M’barka Amor ancre ainsi son art dans les traditions de son pays d’origine, la Tunisie. Pour elle, la performance peut être un levier vers un échange sur la façon dont elle se voit elle-même dans le monde et dont elle interprète son héritage africain. Sa pratique artistique fait passerelle entre la forme et l’informe, le visible et l’invisible. Elle s’intéresse aux trans-histoires de l’art. D’une série à une autre, ses recherches l’amènent à se réapproprier les différents aspects de cérémonies issues de ses origines tunisiennes à travers le corps féminin.

Son corps est au centre de sa réflexion artistique.
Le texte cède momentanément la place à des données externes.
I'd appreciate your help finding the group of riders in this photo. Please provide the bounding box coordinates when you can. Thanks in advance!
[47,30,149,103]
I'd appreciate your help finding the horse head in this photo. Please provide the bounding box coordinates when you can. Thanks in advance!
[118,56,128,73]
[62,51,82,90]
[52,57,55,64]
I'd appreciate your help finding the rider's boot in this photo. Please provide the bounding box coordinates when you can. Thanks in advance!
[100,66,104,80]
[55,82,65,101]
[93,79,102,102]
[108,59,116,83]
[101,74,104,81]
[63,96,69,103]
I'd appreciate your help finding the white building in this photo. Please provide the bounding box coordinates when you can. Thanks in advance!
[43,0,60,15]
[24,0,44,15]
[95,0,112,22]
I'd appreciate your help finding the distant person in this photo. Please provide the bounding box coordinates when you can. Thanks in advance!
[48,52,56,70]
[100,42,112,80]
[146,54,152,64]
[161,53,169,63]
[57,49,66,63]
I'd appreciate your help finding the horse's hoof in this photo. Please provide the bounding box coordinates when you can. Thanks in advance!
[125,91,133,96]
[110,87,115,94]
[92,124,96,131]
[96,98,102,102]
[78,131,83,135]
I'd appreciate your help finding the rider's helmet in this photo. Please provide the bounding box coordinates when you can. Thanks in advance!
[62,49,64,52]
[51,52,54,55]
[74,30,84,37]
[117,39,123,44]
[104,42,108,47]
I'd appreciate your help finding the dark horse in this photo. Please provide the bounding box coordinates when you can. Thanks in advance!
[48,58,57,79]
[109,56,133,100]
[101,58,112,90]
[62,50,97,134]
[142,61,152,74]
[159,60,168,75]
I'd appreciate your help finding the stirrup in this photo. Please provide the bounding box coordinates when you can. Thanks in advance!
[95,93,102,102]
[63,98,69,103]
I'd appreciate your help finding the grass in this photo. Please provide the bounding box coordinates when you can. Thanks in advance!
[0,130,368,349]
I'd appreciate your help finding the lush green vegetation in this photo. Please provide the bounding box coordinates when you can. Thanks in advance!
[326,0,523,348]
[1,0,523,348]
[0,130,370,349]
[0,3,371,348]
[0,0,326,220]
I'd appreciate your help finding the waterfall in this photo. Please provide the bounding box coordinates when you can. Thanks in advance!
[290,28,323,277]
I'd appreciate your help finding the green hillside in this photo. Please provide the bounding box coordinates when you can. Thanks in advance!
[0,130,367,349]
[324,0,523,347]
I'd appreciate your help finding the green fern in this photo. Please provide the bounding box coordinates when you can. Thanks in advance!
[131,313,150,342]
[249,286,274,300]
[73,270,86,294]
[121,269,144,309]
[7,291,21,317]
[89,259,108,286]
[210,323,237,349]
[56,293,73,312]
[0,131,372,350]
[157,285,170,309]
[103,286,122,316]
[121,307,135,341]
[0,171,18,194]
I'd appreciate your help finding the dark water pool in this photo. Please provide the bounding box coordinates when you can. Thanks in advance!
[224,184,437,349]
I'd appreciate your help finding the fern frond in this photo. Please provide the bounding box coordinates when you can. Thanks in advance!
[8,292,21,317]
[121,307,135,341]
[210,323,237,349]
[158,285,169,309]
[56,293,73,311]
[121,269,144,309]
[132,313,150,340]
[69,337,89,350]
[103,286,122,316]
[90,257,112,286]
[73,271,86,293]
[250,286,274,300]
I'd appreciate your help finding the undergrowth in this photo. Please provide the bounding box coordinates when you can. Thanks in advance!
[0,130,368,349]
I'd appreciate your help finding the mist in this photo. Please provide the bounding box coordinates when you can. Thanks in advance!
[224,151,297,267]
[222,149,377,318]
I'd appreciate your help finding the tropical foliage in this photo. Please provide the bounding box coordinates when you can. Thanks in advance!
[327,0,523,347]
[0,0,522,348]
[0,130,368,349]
Une fois pénétrées dans son espace cérémoniel, les relations formelles entre les œuvres de l’artiste passent d’une rencontre directe à un échange télépathiquement subtil de sensibilités poétiques, avec des formes esthétiques toujours imbriquées dans les réalités sociopolitiques et des moments historiques. Dans cette exposition, l’artiste crée des espaces dans lesquels ses œuvres dialoguent et se répondent, et offrent une réflexion tout en douceur sur notre époque.

Son travail nous interpelle et crée par moment un sentiment de colère, voire de malaise ou le corps entre en conflit avec soi-même. Elle dit : « Faire monde, c’est chercher à désapprendre, à se décentrer. Faire monde, c’est pluraliser les points de vue, créer et multiplier les centres. Ainsi j’interroge les représentations de l’ici et de l’ailleurs à travers nos imaginaires. »

L’artiste M’barka Amor expérimente des formes artistiques qui contribuent progressivement à faire émerger de nouvelles manières de changer la société. Pensée comme un parcours de désenvoutement, fait de passages entre différents médiums. Celui-ci invite chaque visiteur à poser son regard et être attentif.

L’exposition Démêle, Discipline et Nourrit Intensément (D.D.N.I) questionne notre manière d’habiter le monde.